What Happened at Russia’s Only Su-57 Production Plant
A fire has reportedly broken out at the Komsomolsk-on-Amur Aviation Plant (KnAAZ), the only facility in Russia that serially produces the Su-57 Felon fifth-generation fighter jet, raising fresh questions about the resilience of one of Moscow’s most strategically important defense programs.
Footage and reports circulating on social media indicate that the incident occurred inside the grounds of the KnAAZ complex in Komsomolsk-on-Amur, located in Russia’s Far East Khabarovsk Krai region. The open-source intelligence group Cyberboroshno, which monitors Russian military-industrial activity, said videos and online posts point to a fire inside Shop No. 46 of the plant. At the time of writing, neither KnAAZ, parent company Sukhoi, the United Aircraft Corporation (UAC), nor Russian emergency services had issued a public statement on the incident.
If confirmed, the location of the fire makes the event especially significant. Shop No. 46 is assessed to be the dedicated production workshop for polymer composite material components used in the Su-57 airframe. According to Cyberboroshno, the facility manufactures around 300 separate part types, including roughly 100 large structural elements. These reportedly include aileron panels, flaperon panels, floor sections, and outer wing tip fairings — all critical components that feed directly into final aircraft assembly.
That matters because these parts are not easily replaceable. KnAAZ is not just another aircraft plant; it is the sole Russian facility certified for serial Su-57 production. If output from Shop No. 46 is interrupted, even temporarily, the disruption could ripple through the entire production chain. Composite structures are central to the Su-57’s design, contributing both to weight reduction and to the aircraft’s low observable characteristics. Without a steady supply of these specialized parts, downstream assembly stages could face delays that are difficult to absorb.
The risk is amplified by how these components are made. Production inside Shop No. 46 is understood to rely heavily on manual work, with only partial automation.
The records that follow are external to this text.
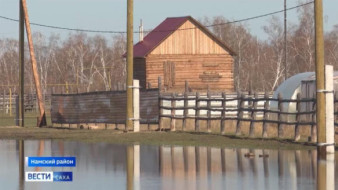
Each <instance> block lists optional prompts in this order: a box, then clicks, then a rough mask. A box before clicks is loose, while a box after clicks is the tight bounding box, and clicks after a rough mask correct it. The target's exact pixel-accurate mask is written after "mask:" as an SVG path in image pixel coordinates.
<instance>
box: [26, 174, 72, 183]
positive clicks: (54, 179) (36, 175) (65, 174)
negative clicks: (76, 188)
mask: <svg viewBox="0 0 338 190" xmlns="http://www.w3.org/2000/svg"><path fill="white" fill-rule="evenodd" d="M25 181H27V182H70V181H73V172H26V173H25Z"/></svg>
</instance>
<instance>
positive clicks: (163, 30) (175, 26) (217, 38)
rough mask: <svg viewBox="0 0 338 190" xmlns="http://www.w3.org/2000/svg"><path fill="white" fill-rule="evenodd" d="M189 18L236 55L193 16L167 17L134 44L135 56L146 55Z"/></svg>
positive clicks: (197, 25)
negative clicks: (142, 37)
mask: <svg viewBox="0 0 338 190" xmlns="http://www.w3.org/2000/svg"><path fill="white" fill-rule="evenodd" d="M187 20H190V21H191V22H193V23H194V24H195V25H197V26H198V27H199V28H200V29H201V30H203V31H204V32H205V33H206V34H207V35H208V36H209V37H211V38H212V39H213V40H214V41H216V42H217V43H218V44H219V45H220V46H222V47H223V48H224V49H226V50H227V51H228V52H229V53H230V54H231V55H235V53H234V51H232V50H231V48H229V47H228V46H226V45H225V44H224V43H223V42H221V41H220V40H219V39H218V38H217V37H216V36H215V35H213V34H212V33H211V32H210V31H209V30H208V29H207V28H205V27H204V26H202V25H201V24H200V23H199V22H197V21H196V20H195V19H193V18H192V17H191V16H185V17H172V18H167V19H165V20H164V21H163V22H162V23H161V24H160V25H158V26H157V27H156V28H155V29H154V30H152V31H151V32H150V33H149V34H148V35H147V36H146V37H145V38H144V39H143V41H140V42H138V43H137V44H135V45H134V57H146V56H147V55H148V54H149V53H150V52H151V51H152V50H153V49H155V48H156V47H157V46H158V45H159V44H160V43H161V42H162V41H164V40H165V39H166V38H167V37H169V36H170V35H171V34H172V33H173V32H175V31H176V30H177V29H178V28H179V27H180V26H182V25H183V24H184V23H185V22H186V21H187Z"/></svg>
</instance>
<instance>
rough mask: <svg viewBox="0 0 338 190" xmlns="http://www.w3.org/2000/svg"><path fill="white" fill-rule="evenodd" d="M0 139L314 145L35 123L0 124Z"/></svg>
mask: <svg viewBox="0 0 338 190" xmlns="http://www.w3.org/2000/svg"><path fill="white" fill-rule="evenodd" d="M0 139H24V140H36V139H58V140H71V141H83V142H107V143H126V144H131V143H140V144H152V145H163V144H165V145H190V146H212V147H228V148H259V149H314V148H315V146H313V145H311V144H308V143H306V142H299V143H294V142H292V141H291V140H290V139H282V140H280V139H279V140H278V139H275V138H271V139H261V138H254V139H250V138H247V137H244V136H243V137H235V136H232V135H226V136H224V135H219V134H216V133H211V134H208V133H196V132H158V131H150V132H140V133H133V132H128V133H124V132H123V131H122V130H113V129H109V130H102V129H99V130H87V129H82V130H81V129H64V128H63V129H60V128H59V129H56V128H36V127H29V128H27V127H25V128H19V127H0Z"/></svg>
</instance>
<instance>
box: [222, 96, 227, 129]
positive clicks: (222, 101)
mask: <svg viewBox="0 0 338 190" xmlns="http://www.w3.org/2000/svg"><path fill="white" fill-rule="evenodd" d="M226 99H227V98H226V94H225V92H223V93H222V113H221V134H222V135H224V134H225V116H226V115H225V109H226Z"/></svg>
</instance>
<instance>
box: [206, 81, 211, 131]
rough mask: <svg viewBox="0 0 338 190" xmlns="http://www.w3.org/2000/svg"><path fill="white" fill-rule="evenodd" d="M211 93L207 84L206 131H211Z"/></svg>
mask: <svg viewBox="0 0 338 190" xmlns="http://www.w3.org/2000/svg"><path fill="white" fill-rule="evenodd" d="M210 109H211V94H210V90H209V85H208V92H207V117H208V120H207V131H208V133H210V132H211V110H210Z"/></svg>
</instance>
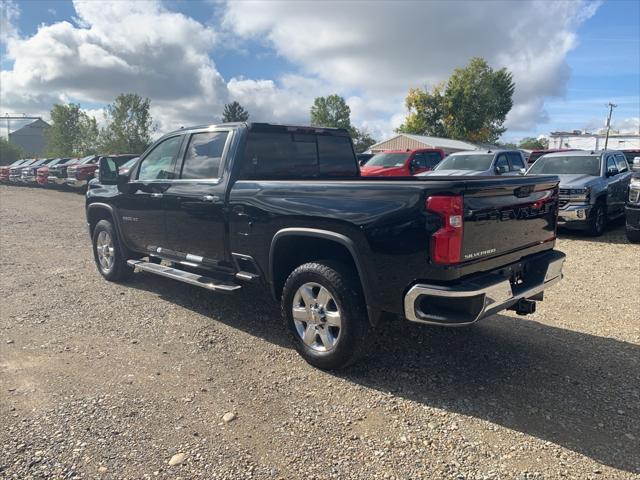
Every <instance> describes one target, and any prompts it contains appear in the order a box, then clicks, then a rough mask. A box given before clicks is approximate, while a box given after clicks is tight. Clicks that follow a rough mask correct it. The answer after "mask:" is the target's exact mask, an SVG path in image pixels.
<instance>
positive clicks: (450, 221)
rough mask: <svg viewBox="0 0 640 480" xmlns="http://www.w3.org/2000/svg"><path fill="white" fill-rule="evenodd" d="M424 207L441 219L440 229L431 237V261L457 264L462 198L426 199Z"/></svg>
mask: <svg viewBox="0 0 640 480" xmlns="http://www.w3.org/2000/svg"><path fill="white" fill-rule="evenodd" d="M426 207H427V210H429V211H431V212H434V213H437V214H438V215H439V216H440V218H442V227H441V228H440V229H438V231H436V232H435V233H434V234H433V235H432V236H431V260H432V261H433V262H435V263H443V264H451V263H459V262H460V257H461V252H462V230H463V210H464V202H463V199H462V196H461V195H455V196H444V195H435V196H432V197H428V198H427V202H426Z"/></svg>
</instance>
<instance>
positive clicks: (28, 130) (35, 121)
mask: <svg viewBox="0 0 640 480" xmlns="http://www.w3.org/2000/svg"><path fill="white" fill-rule="evenodd" d="M47 128H49V124H48V123H47V122H45V121H44V120H41V119H38V120H36V121H35V122H31V123H29V124H28V125H25V126H24V127H22V128H19V129H18V130H16V131H14V132H11V133H10V134H9V143H12V144H14V145H18V146H20V147H22V148H23V149H24V151H25V152H26V153H27V155H29V156H35V157H41V156H42V155H43V152H44V149H45V147H46V145H47V138H46V137H45V134H44V133H45V130H46V129H47Z"/></svg>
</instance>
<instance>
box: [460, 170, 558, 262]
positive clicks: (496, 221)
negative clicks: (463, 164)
mask: <svg viewBox="0 0 640 480" xmlns="http://www.w3.org/2000/svg"><path fill="white" fill-rule="evenodd" d="M467 179H469V177H467ZM558 182H559V181H558V179H557V177H550V176H541V177H536V176H530V177H514V178H513V179H508V180H507V179H506V178H503V179H501V181H500V182H499V185H496V182H495V180H493V181H492V180H489V179H487V180H485V181H482V180H479V181H471V182H469V184H468V187H467V189H466V191H465V193H464V233H463V241H462V252H461V257H462V258H461V259H462V261H463V262H467V261H472V260H476V259H482V258H488V257H494V256H498V255H502V254H505V253H508V252H512V251H515V250H520V249H524V248H527V247H530V246H533V245H537V244H541V243H544V242H548V241H552V240H553V239H555V234H556V221H557V220H556V219H557V212H558Z"/></svg>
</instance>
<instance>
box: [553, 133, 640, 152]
mask: <svg viewBox="0 0 640 480" xmlns="http://www.w3.org/2000/svg"><path fill="white" fill-rule="evenodd" d="M606 136H607V135H606V131H600V132H598V133H589V132H586V131H584V130H573V131H571V132H551V135H549V148H577V149H579V150H602V149H603V148H604V141H605V138H606ZM607 148H609V149H611V150H627V149H636V148H640V133H619V132H615V131H611V132H610V133H609V143H608V144H607Z"/></svg>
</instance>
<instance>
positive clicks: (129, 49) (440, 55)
mask: <svg viewBox="0 0 640 480" xmlns="http://www.w3.org/2000/svg"><path fill="white" fill-rule="evenodd" d="M2 5H3V9H4V10H3V11H5V10H7V9H6V8H4V7H5V6H6V5H12V6H13V7H15V4H13V3H12V2H8V1H6V0H5V1H3V3H2ZM74 7H75V10H76V17H75V18H74V22H73V23H71V22H67V21H62V22H56V23H53V24H51V25H41V26H40V27H39V28H38V30H37V32H36V33H35V34H33V35H32V36H30V37H24V38H21V37H20V36H19V34H18V32H17V30H16V29H15V27H13V23H12V22H15V18H16V16H17V15H18V13H19V12H18V10H17V7H16V8H14V9H13V10H12V12H13V13H11V14H10V15H9V14H7V15H3V17H2V18H3V19H2V22H3V23H2V26H3V28H2V32H3V33H7V32H10V33H8V34H7V35H5V36H3V38H6V40H5V41H6V47H7V55H8V57H9V59H10V60H13V66H12V67H11V68H10V69H9V70H5V71H2V72H1V74H0V75H1V77H0V82H1V83H2V89H1V92H0V105H1V110H2V111H11V112H19V113H23V112H26V113H36V114H40V115H44V116H46V113H47V112H48V111H49V110H50V108H51V105H52V104H53V103H55V102H66V101H75V102H80V103H82V104H87V103H89V104H91V105H92V108H93V106H99V105H101V104H104V103H106V102H111V101H113V99H114V98H115V96H116V95H117V94H119V93H122V92H137V93H139V94H141V95H143V96H147V97H150V98H151V103H152V114H153V117H154V120H155V121H156V122H157V123H158V124H159V127H160V130H161V131H166V130H170V129H174V128H178V127H180V126H183V125H191V124H197V123H207V122H211V121H215V120H217V119H218V118H219V115H220V112H221V111H222V108H223V105H224V103H226V102H228V101H230V100H238V101H240V102H241V103H242V104H243V105H244V106H245V107H247V109H248V110H249V111H250V113H251V118H252V119H254V120H265V121H280V122H295V123H307V122H308V116H309V108H310V106H311V103H312V102H313V98H314V97H316V96H318V95H327V94H330V93H334V92H335V93H339V94H341V95H343V96H344V97H345V98H346V99H347V102H348V104H349V105H350V107H351V109H352V117H353V119H354V123H355V124H356V125H357V126H359V127H366V128H367V129H369V131H370V132H372V133H373V134H374V136H376V137H378V138H380V137H382V136H384V135H386V134H388V133H390V132H391V131H392V130H393V129H394V128H395V127H397V126H398V125H399V124H400V123H401V122H402V120H403V114H404V96H405V95H406V92H407V90H408V88H409V87H413V86H432V85H434V84H435V83H437V82H439V81H441V80H443V79H446V78H447V77H448V76H449V75H450V74H451V72H452V70H453V69H454V68H456V67H460V66H463V65H465V64H466V63H467V62H468V60H469V59H470V58H471V57H472V56H483V57H485V58H486V59H487V60H488V61H489V62H490V64H491V65H492V66H494V67H502V66H506V67H508V68H509V69H510V70H511V71H513V73H514V76H515V79H516V94H515V100H516V105H515V107H514V109H513V111H512V112H511V114H510V115H509V118H508V124H509V126H510V127H511V128H518V129H519V128H529V127H531V126H532V125H533V124H535V123H536V122H540V121H543V120H544V119H545V111H544V105H545V98H548V97H549V96H555V95H562V94H563V92H564V85H565V83H566V81H567V78H568V76H569V73H570V71H569V69H568V67H567V64H566V61H565V56H566V54H567V52H568V51H570V50H571V49H572V48H574V46H575V45H576V38H575V30H576V28H577V26H578V25H579V24H580V22H582V21H584V19H586V18H588V17H589V16H590V15H592V14H593V12H594V11H595V8H597V4H595V3H583V2H538V1H527V2H524V1H523V2H467V3H462V2H444V1H443V2H384V1H380V2H370V3H368V4H367V5H366V6H364V4H363V3H362V2H341V3H340V4H339V6H338V5H337V4H334V5H333V6H331V4H330V5H329V6H328V5H327V4H326V3H324V2H288V1H285V2H261V1H259V2H228V3H226V4H217V7H216V8H218V9H220V10H221V11H223V12H225V15H224V20H223V22H222V27H223V28H224V30H223V31H219V30H218V29H217V27H216V28H214V27H211V26H209V25H204V24H202V23H199V22H197V21H195V20H194V19H192V18H189V17H187V16H185V15H183V14H180V13H176V12H172V11H169V10H167V9H166V8H165V7H164V6H163V5H162V3H160V0H157V1H151V0H150V1H136V2H124V1H117V2H95V1H83V0H76V1H75V2H74ZM7 11H8V10H7ZM5 19H8V20H7V22H6V25H8V26H9V27H7V28H5ZM505 26H507V27H506V28H505ZM221 38H224V40H225V41H224V45H222V44H221V40H220V39H221ZM229 39H230V40H229ZM243 39H245V40H246V39H254V40H257V41H258V42H262V43H266V44H267V45H268V46H270V48H273V50H274V51H275V53H276V54H278V55H280V56H282V57H284V58H285V59H286V60H288V61H289V62H290V63H292V64H293V65H294V66H295V67H296V68H297V69H298V71H297V72H295V73H294V72H289V73H288V74H283V75H281V76H279V77H278V78H271V79H261V78H243V77H236V78H231V79H228V81H225V79H223V78H222V76H221V75H220V73H219V72H218V70H217V68H216V65H215V63H214V60H213V59H214V58H215V57H216V54H217V52H218V51H219V49H221V48H224V49H225V50H226V51H229V48H231V47H229V48H228V47H227V46H228V45H229V44H231V45H232V46H233V48H235V49H240V48H241V47H242V45H243ZM228 40H229V41H228ZM247 61H250V57H247ZM94 110H96V113H99V112H98V111H97V110H100V109H99V108H95V109H94ZM96 118H97V119H98V121H100V120H101V114H99V115H96Z"/></svg>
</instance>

That makes the workshop particularly vulnerable to any damage affecting its skilled workforce, production tooling, clean-room conditions, curing systems, or specialized machinery. In advanced aerospace manufacturing, especially for stealth aircraft, these capabilities cannot be rebuilt quickly. Training technicians to work with polymer laminates, autoclave curing systems, and precision layup processes takes years, not months.
The Su-57 itself has long been central to Russia’s effort to project fifth-generation air power. Developed from the T-50 experimental aircraft program, the fighter was designed to compete with aircraft such as the U.S. F-22 Raptor and F-35 Lightning II. It is intended to perform a broad mission set, including long-range air combat, close engagement, strikes against land and naval targets, and operations against advanced air defense networks. Much of that capability depends on airframe design features made possible by extensive use of polymer composite materials.
Yet the Su-57 program has struggled for years with slow production and limited fielding. Under a 2019 contract, Russia is expected to deliver 76 aircraft by 2027–2028 for the Russian Aerospace Forces, which remain the platform’s only operator. Even so, unofficial estimates in late 2025 suggested that only around 20 to 25 Su-57s had entered service — well below early ambitions for a program that began flight testing in 2010.
KnAAZ is also strategically important because it produces the Su-35S in parallel with the Su-57. That means any serious disruption at the plant could have broader implications for Russian tactical aviation production. The factory has also been operating under heavy external pressure. It was sanctioned by the United States in March 2022, with the European Union later imposing its own restrictions. Those measures have complicated access to foreign equipment and forced the plant to pursue domestic alternatives in several production areas.
For that reason, a fire affecting a core composites workshop would be more than a localized industrial accident. It could become a bottleneck for a flagship defense program that already faces structural constraints, sanctions-related procurement issues, and persistent production shortfalls. Because composite manufacturing sits near the front end of the aircraft build process, any significant damage in Shop No. 46 could affect everything that follows, from structural integration to final testing and delivery schedules.
At this stage, the scale of the incident remains unclear. No official confirmation has been issued, and the extent of any structural or equipment damage has not been independently verified. But if the workshop sustained meaningful losses, the consequences for Su-57 production could be serious and long-lasting.